How Dr. G. F. Treadwell became an honored and well-remembered citizen in the community is summed up in something else he said, “My main satisfaction was to be of help to people wherever they lived and under all circumstances.”


This article previously appeared in winter 2004 edition of the Adams County Historical Society’s newsletter, The Quatrefoil.


[1] Winn McGowan, quoted in The Friendship Reporter, September 11, 1952

[2] “Dr.
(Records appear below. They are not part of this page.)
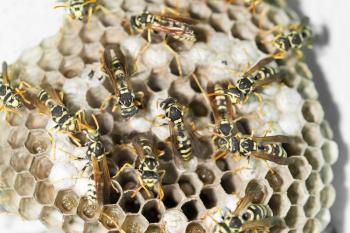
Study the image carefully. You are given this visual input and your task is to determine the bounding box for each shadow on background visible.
[287,0,349,233]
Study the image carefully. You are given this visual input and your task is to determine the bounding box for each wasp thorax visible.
[4,95,23,109]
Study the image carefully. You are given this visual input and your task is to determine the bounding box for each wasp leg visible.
[112,163,134,179]
[131,176,152,198]
[163,40,183,78]
[101,212,126,233]
[214,151,227,161]
[99,95,117,112]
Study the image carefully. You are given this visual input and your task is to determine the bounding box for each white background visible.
[0,0,350,233]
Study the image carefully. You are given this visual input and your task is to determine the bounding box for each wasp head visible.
[273,36,291,51]
[142,171,160,189]
[227,85,244,104]
[130,11,151,32]
[69,4,85,20]
[225,216,243,233]
[4,94,23,109]
[160,97,176,111]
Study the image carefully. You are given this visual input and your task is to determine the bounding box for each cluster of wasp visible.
[0,0,312,233]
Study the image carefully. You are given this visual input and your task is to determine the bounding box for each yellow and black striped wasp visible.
[101,49,144,119]
[0,62,30,124]
[208,56,281,104]
[113,134,165,200]
[54,0,105,22]
[196,73,296,164]
[30,84,81,146]
[263,17,312,59]
[130,9,197,77]
[160,97,197,162]
[206,182,278,233]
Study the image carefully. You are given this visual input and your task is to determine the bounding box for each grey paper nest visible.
[0,0,338,233]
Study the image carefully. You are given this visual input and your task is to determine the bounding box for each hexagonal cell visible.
[320,185,335,209]
[302,100,324,124]
[14,172,35,196]
[38,48,62,71]
[320,165,334,184]
[62,215,84,232]
[215,158,230,172]
[161,162,179,184]
[116,170,139,191]
[25,130,51,154]
[265,166,293,192]
[303,219,321,233]
[0,190,20,213]
[122,215,148,233]
[221,172,245,194]
[141,200,165,223]
[0,146,12,166]
[25,112,49,129]
[322,140,339,164]
[304,196,321,218]
[100,205,125,229]
[196,164,220,185]
[0,167,16,189]
[163,209,187,233]
[306,172,323,195]
[178,173,203,197]
[6,112,25,126]
[59,56,84,78]
[284,206,306,228]
[269,193,291,218]
[18,198,42,220]
[288,156,312,180]
[34,181,56,205]
[10,148,33,172]
[80,18,104,42]
[199,187,219,209]
[287,181,308,205]
[186,222,207,233]
[77,197,100,222]
[302,123,324,147]
[181,199,205,221]
[118,191,144,213]
[40,206,63,229]
[55,190,79,214]
[163,184,185,209]
[7,127,28,149]
[30,155,53,180]
[145,224,165,233]
[304,147,324,171]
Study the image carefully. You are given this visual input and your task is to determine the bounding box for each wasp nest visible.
[0,0,338,232]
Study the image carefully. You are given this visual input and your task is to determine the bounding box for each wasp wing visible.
[251,151,288,165]
[91,156,103,206]
[243,56,275,77]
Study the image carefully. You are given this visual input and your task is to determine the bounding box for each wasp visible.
[101,49,143,119]
[270,18,312,59]
[113,135,165,200]
[208,57,280,104]
[0,62,30,120]
[160,97,195,162]
[130,11,197,77]
[54,0,106,22]
[206,183,277,233]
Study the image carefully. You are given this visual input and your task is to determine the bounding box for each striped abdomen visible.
[258,143,287,158]
[86,176,97,203]
[174,123,192,161]
[242,204,273,222]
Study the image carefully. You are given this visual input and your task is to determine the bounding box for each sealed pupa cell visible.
[163,184,185,209]
[25,130,51,154]
[141,200,165,223]
[55,190,79,214]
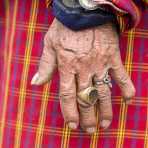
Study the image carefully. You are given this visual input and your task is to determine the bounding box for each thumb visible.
[31,34,56,85]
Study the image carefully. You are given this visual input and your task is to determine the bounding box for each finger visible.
[77,72,96,133]
[60,71,79,129]
[111,52,135,103]
[31,34,56,85]
[96,84,113,129]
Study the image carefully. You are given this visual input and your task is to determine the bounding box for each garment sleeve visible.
[93,0,148,32]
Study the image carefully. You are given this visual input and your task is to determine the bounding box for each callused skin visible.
[32,19,135,133]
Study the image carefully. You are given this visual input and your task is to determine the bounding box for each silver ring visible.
[95,72,112,88]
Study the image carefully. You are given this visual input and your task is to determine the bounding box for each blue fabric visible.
[52,0,116,30]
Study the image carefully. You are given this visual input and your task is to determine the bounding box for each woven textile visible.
[0,0,148,148]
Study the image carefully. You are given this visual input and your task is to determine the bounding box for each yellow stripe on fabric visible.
[90,106,100,148]
[144,100,148,148]
[61,123,71,148]
[35,84,49,148]
[116,30,135,148]
[0,0,18,147]
[14,0,38,148]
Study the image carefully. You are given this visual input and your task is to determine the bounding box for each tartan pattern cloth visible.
[0,0,148,148]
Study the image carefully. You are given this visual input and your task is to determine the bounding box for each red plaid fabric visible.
[0,0,148,148]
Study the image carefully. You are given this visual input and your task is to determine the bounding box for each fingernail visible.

Glenn F. Treadwell is Honored at His Funeral Service Tuesday Afternoon” The Friendship Reporter, Thursday, June 24, 1954.

[3] “Dr, G.F. Treadwell Honored at Adams County Fair Program”, The Friendship Reporter, Thursday, September 11, 1952

[4] ibid

[5] “All Around Town” The Friendship Reporter, Thursday, June 17, 1920.

[6] The triplets were Matt, Marion and Marie Klaus.  Matt and Marion lived to adulthood.   Marie died in childhood.

[7] The Friendship Reporter, Thursday, September 11, 1952.

[8] “Dr. Glenn F. Treadwell is Honored at His Funeral Service Tuesday Afternoon” The Friendship Reporter, Thursday, June 24, 1954.